Die Deutsche Telekom führt das BBDO-Markenwert-Ranking an – Europaweit sind ING, Unilever und Shell am wertvollsten
Markenmacht in Magenta

Die Deutsche Telekom hat es mit ihrem magentafarbenen T wieder geschafft. Sie ist die teuerste Marke in Deutschland. Ihr Wert: 23,69 Milliarden Euro. Dies ergibt das neue Markenwert-Ranking der Unternehmensberatung BBDO Consulting in Düsseldorf.

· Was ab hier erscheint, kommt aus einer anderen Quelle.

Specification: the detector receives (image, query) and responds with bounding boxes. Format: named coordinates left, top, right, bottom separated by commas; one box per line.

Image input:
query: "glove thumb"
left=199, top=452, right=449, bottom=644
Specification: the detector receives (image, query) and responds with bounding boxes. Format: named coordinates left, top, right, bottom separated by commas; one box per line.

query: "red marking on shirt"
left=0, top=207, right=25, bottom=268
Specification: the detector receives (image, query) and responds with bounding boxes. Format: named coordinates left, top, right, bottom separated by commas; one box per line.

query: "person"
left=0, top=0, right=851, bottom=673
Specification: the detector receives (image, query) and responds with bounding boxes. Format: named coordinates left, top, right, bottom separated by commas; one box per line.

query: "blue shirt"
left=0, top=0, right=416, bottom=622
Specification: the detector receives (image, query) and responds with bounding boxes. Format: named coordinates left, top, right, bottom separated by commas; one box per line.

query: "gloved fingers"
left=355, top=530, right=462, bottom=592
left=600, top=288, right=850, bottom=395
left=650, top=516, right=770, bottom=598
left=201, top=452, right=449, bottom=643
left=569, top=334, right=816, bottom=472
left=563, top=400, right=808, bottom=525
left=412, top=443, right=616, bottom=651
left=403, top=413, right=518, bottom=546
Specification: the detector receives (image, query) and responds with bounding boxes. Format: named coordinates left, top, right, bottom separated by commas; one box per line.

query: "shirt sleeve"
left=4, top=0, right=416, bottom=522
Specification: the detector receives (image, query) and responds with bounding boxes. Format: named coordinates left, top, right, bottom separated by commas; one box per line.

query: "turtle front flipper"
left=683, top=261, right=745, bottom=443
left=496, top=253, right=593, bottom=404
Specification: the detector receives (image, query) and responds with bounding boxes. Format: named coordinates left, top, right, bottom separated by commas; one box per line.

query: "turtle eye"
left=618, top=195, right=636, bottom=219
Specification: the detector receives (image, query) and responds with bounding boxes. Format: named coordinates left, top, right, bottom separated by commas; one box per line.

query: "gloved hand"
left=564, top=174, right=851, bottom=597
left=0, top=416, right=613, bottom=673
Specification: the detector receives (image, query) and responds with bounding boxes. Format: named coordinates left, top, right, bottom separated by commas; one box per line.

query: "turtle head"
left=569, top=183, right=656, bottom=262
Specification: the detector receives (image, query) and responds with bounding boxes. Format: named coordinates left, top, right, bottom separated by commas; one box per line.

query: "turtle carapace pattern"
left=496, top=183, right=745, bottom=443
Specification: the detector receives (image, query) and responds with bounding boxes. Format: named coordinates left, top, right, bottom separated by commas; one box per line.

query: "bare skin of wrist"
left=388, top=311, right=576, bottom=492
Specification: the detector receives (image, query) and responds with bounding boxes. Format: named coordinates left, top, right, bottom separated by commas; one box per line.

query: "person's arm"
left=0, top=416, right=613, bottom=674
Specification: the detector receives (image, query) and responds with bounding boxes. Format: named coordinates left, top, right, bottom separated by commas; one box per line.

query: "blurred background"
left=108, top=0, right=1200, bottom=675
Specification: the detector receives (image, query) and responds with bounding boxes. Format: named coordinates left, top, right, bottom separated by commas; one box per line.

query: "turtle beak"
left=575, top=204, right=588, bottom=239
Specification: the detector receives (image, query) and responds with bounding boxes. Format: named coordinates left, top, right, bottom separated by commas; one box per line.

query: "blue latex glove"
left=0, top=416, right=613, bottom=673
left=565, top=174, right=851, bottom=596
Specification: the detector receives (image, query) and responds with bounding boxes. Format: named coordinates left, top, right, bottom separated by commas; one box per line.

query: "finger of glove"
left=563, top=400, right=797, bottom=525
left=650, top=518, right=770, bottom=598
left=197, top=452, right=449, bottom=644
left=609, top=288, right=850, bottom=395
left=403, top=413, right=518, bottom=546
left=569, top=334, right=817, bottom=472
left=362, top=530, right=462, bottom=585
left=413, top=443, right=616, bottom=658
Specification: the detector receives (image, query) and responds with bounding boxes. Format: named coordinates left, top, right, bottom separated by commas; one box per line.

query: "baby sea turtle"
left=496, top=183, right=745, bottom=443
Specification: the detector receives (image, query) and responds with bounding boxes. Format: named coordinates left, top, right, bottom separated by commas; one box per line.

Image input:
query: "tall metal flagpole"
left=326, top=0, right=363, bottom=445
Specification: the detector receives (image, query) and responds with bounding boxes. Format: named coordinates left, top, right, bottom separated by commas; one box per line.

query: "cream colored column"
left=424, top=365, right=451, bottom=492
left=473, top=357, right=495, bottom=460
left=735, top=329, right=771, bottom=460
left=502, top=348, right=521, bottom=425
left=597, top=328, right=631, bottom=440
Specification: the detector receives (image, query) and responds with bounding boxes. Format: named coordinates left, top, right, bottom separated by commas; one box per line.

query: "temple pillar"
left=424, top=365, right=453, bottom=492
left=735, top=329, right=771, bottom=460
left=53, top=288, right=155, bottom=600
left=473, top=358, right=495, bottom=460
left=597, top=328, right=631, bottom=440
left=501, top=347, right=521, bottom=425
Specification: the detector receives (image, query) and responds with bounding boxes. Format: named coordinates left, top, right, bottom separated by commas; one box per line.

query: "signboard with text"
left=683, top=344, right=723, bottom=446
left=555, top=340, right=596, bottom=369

HB DÜSSELDORF. „Die Strategie, T-Systems, T-Com, T-Mobile und T-Online unter dem Markendach mit dem magentafarbenen T zu bündeln, ist richtig,“ sagt BBDO-Chef Olaf Göttgens. Der Markenwert wird immer wichtiger, weil er in die Bilanzierung nach IFRS einfließt.

Auf dem zweiten Platz folgt mit 20,43 Milliarden Euro Daimler-Chrysler. Der Autobauer hat sich damit vom dritten Platz im vergangenen Jahr wieder vorgearbeitet. Auffallend: Unter den Top-Ten finden sich die selben Marken wie im Jahr zuvor.

Augenfällig ist: Adidas als einziger Konsumartikler im Dax 30 erscheint im Ranking erst auf Platz 19. Doch der Sportartikelhersteller will nachlegen und seine Marketingausgaben um 900 Millionen Euro erhöhen.

Göttgens erklärt: „Das Markenthema ist ein langfristiges, da steigt keiner wie Phönix aus der Asche.“ Bernd Wirtz, Professor für Betriebswirtschaftslehre in Witten/Herdecke und für die Studie verantwortlich, ergänzt: „Ein höherer Marketingetat bedeutet nicht automatisch mehr Erfolg, mehr Markenwert und mehr Markenbekanntheit.“ Das Motto „Viel hilft viel“ zählt nicht. Die Kunst sei, gezielt entsprechend den Kundenbedürfnissen in die Marke zu investieren, sagt Wirtz. „Das gelingt Nokia sehr gut,“ sagt Markenprofi Gregor Harter, Partner der Unternehmensberatung Booz Allen Hamilton in München. Der Technologie-Anbieter steht im Euro-Stoxx-Markenwert-Ranking auf Platz sechs. Auch IBM, Microsoft, Intel, General Electric, Apple, Virgin oder Dell bescheinigt Harter intelligentes Marketing.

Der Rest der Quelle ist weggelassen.